In 2000, the band released their first self-produced EP, "Summer's Stellar Gaze." Initially, guitarist Josh Bradford was dissatisfied with Shane, believing Silverstein needed a screamer. However, Shane decided to learn how to scream, and with this new style, the band released "When the Shadows Beam" two years later, signing them to Victory Records. During the band's first tour with Safeway Home, Shane sold his car to buy a Dodge van for the band. With their new label, Silverstein released their first album, When Broken Is Easily Fixed, in 2003, which began to gain attention in the emo scene. However, it was with their next album, Discovering the Waterfront (2005), that the band achieved success, thanks to songs such as "Smile in Your Sleep" and "My Heroine" which achieved considerable success worldwide.

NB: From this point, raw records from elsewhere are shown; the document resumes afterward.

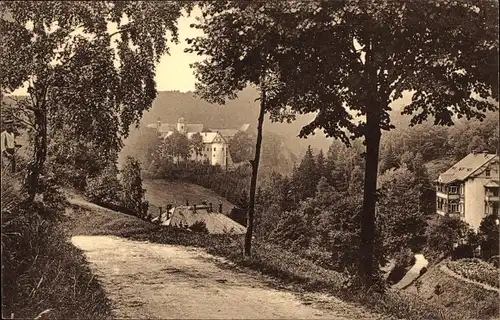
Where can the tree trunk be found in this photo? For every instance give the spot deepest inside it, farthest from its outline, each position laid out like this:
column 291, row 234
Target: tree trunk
column 255, row 168
column 372, row 136
column 40, row 151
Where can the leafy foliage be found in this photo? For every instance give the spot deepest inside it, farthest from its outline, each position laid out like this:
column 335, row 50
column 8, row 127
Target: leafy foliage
column 443, row 236
column 105, row 188
column 133, row 192
column 241, row 147
column 476, row 270
column 199, row 226
column 489, row 234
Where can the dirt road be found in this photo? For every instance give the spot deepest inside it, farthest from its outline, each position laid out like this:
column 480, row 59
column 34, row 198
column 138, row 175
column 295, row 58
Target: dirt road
column 153, row 281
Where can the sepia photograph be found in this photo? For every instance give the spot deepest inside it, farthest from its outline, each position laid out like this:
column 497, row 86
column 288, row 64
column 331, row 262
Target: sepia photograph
column 250, row 159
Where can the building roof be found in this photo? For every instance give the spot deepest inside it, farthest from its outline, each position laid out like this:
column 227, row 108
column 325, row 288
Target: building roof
column 166, row 127
column 227, row 133
column 208, row 137
column 461, row 170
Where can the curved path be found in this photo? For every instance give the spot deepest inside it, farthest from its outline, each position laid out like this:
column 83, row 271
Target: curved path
column 153, row 281
column 452, row 273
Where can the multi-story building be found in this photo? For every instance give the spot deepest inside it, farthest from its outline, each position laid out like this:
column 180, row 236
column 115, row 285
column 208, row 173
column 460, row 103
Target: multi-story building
column 469, row 189
column 215, row 141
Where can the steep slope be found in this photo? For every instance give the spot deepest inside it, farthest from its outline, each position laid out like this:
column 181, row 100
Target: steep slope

Towards the end of the year, Shane announced that he had created his own label, called Verona Records, to help young and talented bands in his area trying to emerge. The first contract was made with an Ontario band called "Dead and Divine". That same year, he appeared as a guest vocalist on the song "Pictures of You" by No Assembly Required.

==Artistry==
Told's vocal style incorporates both melodic singing and screaming, usually alternating between the two throughout a track. The first time he was exposed to harsh vocals was through the song "Angel of Death" by thrash metal band Slayer. His first experience with screaming was in a contest held at Warped Tour. To avoid irritating his housemates, Told said he would travel to remote areas to practice screaming in his car. He stated that this habit attracted police attention on several occasions, though these encounters reportedly passed without further incident.

== Personal life ==
Told enjoys hockey and pinball as hobbies.